Dass Introvertierte in allen Formen und Farben auftreten, lässt sich lächerlich einfach nachweisen, indem wir einen der beliebtesten Persönlichkeitstests der Welt heranziehen: Den Myers-Briggs-Typenindikator, auch MBTI genannt.

Um nicht den Inhalt eines ganzen Artikels noch mal aufzusagen (hier: MBTI GUIDE), mal in Kürze: Der MBTI unterteilt Persönlichkeiten in 16 verschiedene Typen und ganze 8 davon sind für Introvertierte bestimmt.

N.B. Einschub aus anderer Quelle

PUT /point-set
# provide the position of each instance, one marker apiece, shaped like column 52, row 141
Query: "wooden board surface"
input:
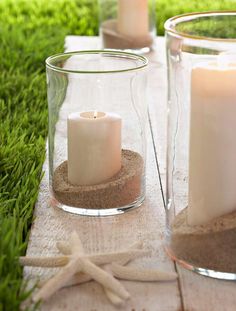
column 103, row 234
column 192, row 292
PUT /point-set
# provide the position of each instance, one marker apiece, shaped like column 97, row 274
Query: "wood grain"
column 106, row 234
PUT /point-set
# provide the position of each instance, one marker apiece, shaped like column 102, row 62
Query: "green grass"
column 30, row 31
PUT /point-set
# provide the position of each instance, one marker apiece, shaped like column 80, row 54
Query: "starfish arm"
column 111, row 296
column 78, row 278
column 105, row 279
column 124, row 256
column 145, row 275
column 58, row 281
column 44, row 261
column 64, row 248
column 114, row 299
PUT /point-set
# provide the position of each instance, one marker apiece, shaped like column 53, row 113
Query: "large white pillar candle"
column 94, row 147
column 212, row 156
column 133, row 18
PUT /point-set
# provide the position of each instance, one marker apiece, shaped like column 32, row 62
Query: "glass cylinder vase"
column 201, row 148
column 97, row 141
column 127, row 24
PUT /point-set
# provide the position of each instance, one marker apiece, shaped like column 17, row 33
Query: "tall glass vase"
column 97, row 124
column 201, row 148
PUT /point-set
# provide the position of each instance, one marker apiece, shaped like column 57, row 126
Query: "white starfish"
column 78, row 267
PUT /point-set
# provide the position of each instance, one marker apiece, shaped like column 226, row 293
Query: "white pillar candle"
column 212, row 158
column 133, row 18
column 94, row 147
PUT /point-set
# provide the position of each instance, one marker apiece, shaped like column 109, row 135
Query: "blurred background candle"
column 94, row 147
column 212, row 156
column 133, row 18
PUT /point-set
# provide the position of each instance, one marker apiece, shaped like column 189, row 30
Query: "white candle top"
column 212, row 158
column 94, row 147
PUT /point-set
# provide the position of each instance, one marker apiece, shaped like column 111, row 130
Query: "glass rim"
column 113, row 53
column 171, row 23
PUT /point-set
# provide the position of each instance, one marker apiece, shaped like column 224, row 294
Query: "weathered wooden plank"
column 199, row 293
column 103, row 234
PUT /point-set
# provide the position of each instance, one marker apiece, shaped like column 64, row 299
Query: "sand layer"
column 122, row 189
column 211, row 246
column 112, row 39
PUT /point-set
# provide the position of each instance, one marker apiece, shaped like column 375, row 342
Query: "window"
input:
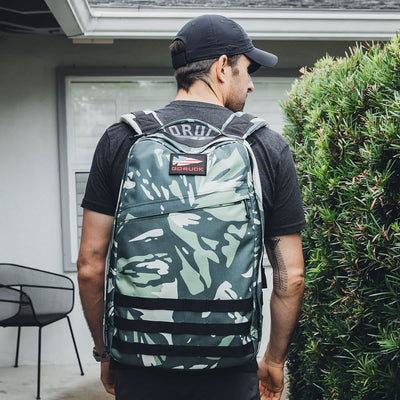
column 89, row 104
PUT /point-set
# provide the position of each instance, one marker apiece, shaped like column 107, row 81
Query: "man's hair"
column 185, row 76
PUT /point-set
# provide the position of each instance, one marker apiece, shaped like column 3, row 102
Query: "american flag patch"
column 188, row 164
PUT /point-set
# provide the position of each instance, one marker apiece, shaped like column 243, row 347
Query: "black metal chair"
column 32, row 297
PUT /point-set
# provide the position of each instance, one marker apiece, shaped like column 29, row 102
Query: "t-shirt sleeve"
column 286, row 215
column 98, row 194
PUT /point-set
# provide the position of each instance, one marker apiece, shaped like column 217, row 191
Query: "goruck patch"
column 188, row 164
column 184, row 273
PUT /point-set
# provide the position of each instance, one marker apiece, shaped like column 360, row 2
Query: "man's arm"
column 286, row 258
column 96, row 232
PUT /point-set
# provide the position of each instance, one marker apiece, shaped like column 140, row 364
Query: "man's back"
column 213, row 58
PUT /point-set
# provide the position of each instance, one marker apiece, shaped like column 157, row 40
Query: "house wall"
column 30, row 215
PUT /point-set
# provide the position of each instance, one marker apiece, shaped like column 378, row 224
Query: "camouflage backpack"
column 183, row 283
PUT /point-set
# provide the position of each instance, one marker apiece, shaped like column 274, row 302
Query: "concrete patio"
column 59, row 382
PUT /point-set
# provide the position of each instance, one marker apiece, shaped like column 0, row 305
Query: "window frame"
column 64, row 75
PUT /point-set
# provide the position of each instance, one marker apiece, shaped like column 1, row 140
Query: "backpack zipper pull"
column 246, row 204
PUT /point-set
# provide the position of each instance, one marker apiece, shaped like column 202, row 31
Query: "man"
column 213, row 58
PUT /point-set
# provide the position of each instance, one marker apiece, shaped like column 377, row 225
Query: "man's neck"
column 200, row 91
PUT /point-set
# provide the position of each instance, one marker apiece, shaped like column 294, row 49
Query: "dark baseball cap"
column 210, row 36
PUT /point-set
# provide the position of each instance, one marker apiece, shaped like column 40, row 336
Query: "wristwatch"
column 101, row 357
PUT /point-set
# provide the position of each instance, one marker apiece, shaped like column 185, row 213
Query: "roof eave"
column 77, row 19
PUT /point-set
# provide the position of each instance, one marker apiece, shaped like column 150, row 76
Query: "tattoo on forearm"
column 278, row 264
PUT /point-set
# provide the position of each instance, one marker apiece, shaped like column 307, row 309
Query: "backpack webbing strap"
column 243, row 305
column 185, row 351
column 242, row 125
column 180, row 328
column 143, row 122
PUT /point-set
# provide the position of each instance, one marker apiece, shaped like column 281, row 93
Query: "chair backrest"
column 34, row 294
column 11, row 301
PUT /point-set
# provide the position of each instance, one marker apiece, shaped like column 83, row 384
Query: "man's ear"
column 220, row 68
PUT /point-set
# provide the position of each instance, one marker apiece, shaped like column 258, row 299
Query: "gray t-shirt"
column 281, row 195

Zwischen einem leicht chaotischen Mediator-Typen und einem versierten Logistiker liegen Welten! Die einen lassen sich von Gefühlen und Eingebungen leiten, die anderen lieben harte Fakten und Pläne. Beide sind introvertiert, aber beide gestalten ihren Alltag und ihren Umgang mit Problemen völlig anders.

sind alle introvertierten gleich?

Typische introvertierte Klischees

Zu den häufigsten Klischees gegenüber Introvertierten gehört, dass sie schüchtern, unsicher oder beides wären. In Wahrheit ist eine introvertierte Persönlichkeit keineswegs zwangsläufig Auslöser für Schüchternheit, Ängste oder soziale Inkompetenz.

Doch damit nicht genug, diese weiteren Klischees müssen introvertierte Menschen ertragen:

  • Introvertierte können sich nicht durchsetzen
  • Introvertierte sind zu empfindlich
  • Introvertierte sind „graue Mäuse“
  • Introvertierte sind unsicher
  • Introvertierte hassen Menschen
  • Introvertierte haben keine Freunde
  • Introvertierte sind einsam

Alles davon kann auf einen Introvertierten zutreffen, genauso wie absolut nichts davon zutreffen kann. Klischees sind fast immer problematisch, nicht nur für Introvertierte. Doch es ist schon außergewöhnlich traurig, dass es so viele Introvertierte (und Ambivertierte) gibt und wir es als Gesellschaft trotzdem noch nicht geschafft haben, ausreichend Aufklärung zu betreiben.

Kritik an Texten über Introvertierte

Hier ist nun etwas Selbstkritik gefragt. Auch ich arbeite von Zeit zu Zeit mit Klischees. Gerade wenn es um humoristische Texte geht, ist es eigentlich auch gar nicht anders möglich. Ich bemühe mich zumindest, immer deutlich zu machen, dass es sich um spaßige Aussagen handelt oder dass es weiterführende Links zu diesem Thema gibt, die mehr mit Fakten arbeiten.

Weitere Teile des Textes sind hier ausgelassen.